8 February 2012 - 6:37pm

Critics who dismiss acupuncture on the grounds that it is a ‘spooky, mystical treatment’ have failed to keep pace with research findings that prove its effectiveness, delegates were told.

ARC 2012-5

The motion to protect the future of acupuncture provision was passed unanimously. Photo: Guzelian

Lesley Pattendon, vice chair of the Acupuncture Association of Chartered Physiotherapists (AACP), said she was a passionate advocate of the approach, having been teaching the topic to students for five years and using it as a treatment for 15.

But she stressed the importance of being ‘savvy’ with commissioners and medical colleagues when promoting its use.

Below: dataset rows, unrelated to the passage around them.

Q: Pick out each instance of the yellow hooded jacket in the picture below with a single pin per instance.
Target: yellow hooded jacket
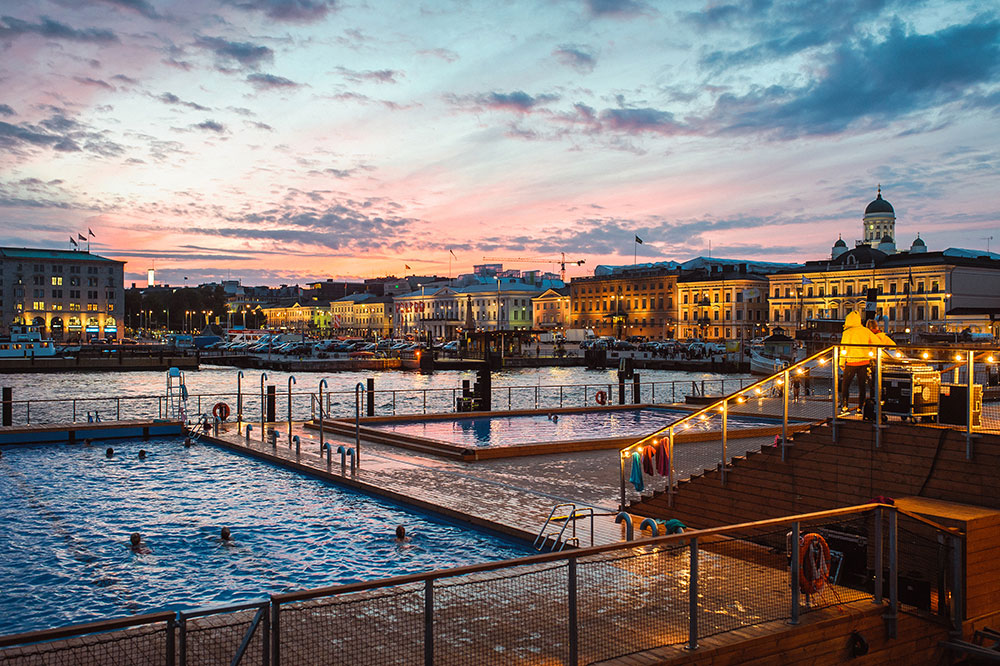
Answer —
(856, 334)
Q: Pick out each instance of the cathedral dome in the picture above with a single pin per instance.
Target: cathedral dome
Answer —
(879, 205)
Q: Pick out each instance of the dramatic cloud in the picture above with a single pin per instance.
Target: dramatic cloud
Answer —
(518, 100)
(615, 7)
(871, 82)
(170, 98)
(294, 11)
(138, 6)
(11, 27)
(375, 76)
(246, 54)
(211, 126)
(579, 58)
(270, 82)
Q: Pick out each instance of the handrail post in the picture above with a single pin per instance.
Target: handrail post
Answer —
(893, 575)
(879, 584)
(263, 376)
(793, 548)
(239, 397)
(693, 596)
(877, 397)
(291, 380)
(573, 626)
(322, 383)
(275, 633)
(429, 622)
(171, 645)
(969, 405)
(358, 390)
(670, 474)
(621, 477)
(835, 391)
(784, 413)
(725, 439)
(957, 586)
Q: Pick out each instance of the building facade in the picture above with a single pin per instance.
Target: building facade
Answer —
(67, 295)
(550, 309)
(721, 306)
(629, 303)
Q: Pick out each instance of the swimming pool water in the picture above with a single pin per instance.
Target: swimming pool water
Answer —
(498, 430)
(68, 512)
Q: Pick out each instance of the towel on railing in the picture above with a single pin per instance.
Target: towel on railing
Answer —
(662, 459)
(648, 454)
(636, 478)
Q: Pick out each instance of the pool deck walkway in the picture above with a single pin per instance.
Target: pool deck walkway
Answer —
(511, 495)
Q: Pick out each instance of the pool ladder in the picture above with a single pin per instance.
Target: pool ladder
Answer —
(556, 537)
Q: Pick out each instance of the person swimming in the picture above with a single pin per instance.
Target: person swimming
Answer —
(137, 545)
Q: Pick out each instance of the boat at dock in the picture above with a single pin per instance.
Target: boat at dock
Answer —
(26, 342)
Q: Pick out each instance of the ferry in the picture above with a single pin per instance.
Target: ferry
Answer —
(24, 342)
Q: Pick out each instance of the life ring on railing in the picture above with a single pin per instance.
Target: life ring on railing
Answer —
(814, 563)
(221, 411)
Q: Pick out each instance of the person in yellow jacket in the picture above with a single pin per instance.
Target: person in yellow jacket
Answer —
(855, 358)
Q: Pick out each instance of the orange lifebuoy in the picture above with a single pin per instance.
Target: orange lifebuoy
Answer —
(814, 563)
(221, 411)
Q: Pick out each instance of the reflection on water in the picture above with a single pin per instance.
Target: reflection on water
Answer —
(139, 394)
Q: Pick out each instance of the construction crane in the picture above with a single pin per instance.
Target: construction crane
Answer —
(539, 260)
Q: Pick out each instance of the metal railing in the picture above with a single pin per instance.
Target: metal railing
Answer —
(340, 403)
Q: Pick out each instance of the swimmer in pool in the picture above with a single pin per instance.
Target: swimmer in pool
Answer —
(137, 546)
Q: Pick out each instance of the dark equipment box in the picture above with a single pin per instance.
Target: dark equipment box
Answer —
(955, 404)
(910, 391)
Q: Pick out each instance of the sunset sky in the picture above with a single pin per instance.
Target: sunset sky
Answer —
(278, 141)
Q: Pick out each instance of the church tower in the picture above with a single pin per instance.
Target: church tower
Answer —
(879, 222)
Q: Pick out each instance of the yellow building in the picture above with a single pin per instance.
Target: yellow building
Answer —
(721, 306)
(551, 309)
(629, 303)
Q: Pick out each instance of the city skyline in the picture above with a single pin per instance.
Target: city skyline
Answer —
(283, 140)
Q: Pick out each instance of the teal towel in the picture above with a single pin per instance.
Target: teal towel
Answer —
(636, 478)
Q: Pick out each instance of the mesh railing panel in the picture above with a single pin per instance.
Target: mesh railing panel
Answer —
(136, 646)
(382, 627)
(517, 616)
(214, 639)
(631, 601)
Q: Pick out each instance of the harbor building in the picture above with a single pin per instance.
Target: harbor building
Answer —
(722, 304)
(67, 295)
(550, 309)
(626, 302)
(913, 292)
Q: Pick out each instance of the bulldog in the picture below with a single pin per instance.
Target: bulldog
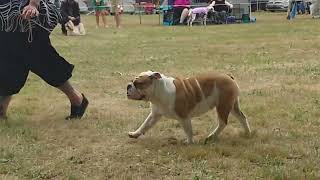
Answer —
(183, 99)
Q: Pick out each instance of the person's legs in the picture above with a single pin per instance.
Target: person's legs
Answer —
(117, 19)
(104, 19)
(4, 103)
(116, 11)
(74, 96)
(97, 18)
(63, 26)
(13, 70)
(184, 15)
(56, 71)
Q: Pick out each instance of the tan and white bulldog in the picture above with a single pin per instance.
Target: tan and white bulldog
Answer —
(183, 99)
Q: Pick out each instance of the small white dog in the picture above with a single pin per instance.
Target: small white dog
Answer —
(201, 13)
(73, 30)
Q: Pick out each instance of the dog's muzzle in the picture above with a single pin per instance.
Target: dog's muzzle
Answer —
(133, 93)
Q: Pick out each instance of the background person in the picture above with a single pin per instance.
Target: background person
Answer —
(116, 11)
(70, 11)
(180, 11)
(101, 11)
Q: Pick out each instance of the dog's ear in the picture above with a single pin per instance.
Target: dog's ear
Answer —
(155, 75)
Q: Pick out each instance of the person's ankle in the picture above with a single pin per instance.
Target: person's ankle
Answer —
(78, 100)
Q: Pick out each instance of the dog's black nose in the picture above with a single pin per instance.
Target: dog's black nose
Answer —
(129, 86)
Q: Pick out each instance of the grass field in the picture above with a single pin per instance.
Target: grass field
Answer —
(275, 61)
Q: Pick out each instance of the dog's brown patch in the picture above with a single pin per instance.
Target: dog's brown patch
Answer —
(142, 82)
(189, 93)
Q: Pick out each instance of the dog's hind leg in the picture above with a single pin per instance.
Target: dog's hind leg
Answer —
(187, 127)
(223, 111)
(236, 111)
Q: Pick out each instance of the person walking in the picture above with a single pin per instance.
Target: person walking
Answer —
(25, 46)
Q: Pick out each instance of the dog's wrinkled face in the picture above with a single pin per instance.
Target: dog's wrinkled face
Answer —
(142, 86)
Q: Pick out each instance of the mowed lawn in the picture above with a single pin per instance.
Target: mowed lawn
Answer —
(275, 62)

Rather than talking about its Chinese roots and its association with the concepts of Yin and Yang, its benefits should be reframed in terms such as the ‘drug-free manipulation of the autonomic nervous system’.

Michelle Slack, an East Midlands steward, said that patients found it helpful and that its use in treating non-specific back pain had been endorsed by NICE.  Despite this, one primary care trust (PCT) had made savings of £1m by deciding that acupuncture would no longer be made available to patients.

A ‘gloomy future’ beckoned if others followed suit, with other treatment modalities such as hydrotherapy also potentially under threat. Her stance was supported by Vivienne Dascanio, AACP chair, who said there were four million acupuncture treatments annually in the UK.

A contrary view was expressed by Matthew Wyatt, who said the evidence-base showed that acupuncture did not work and that it was ‘without doubt a placebo’.

The motion, which called on the CSP to attempt to protect the future of acupuncture provision and to ‘promote the value of physiotherapy interventions at all levels’ was passed unanimously.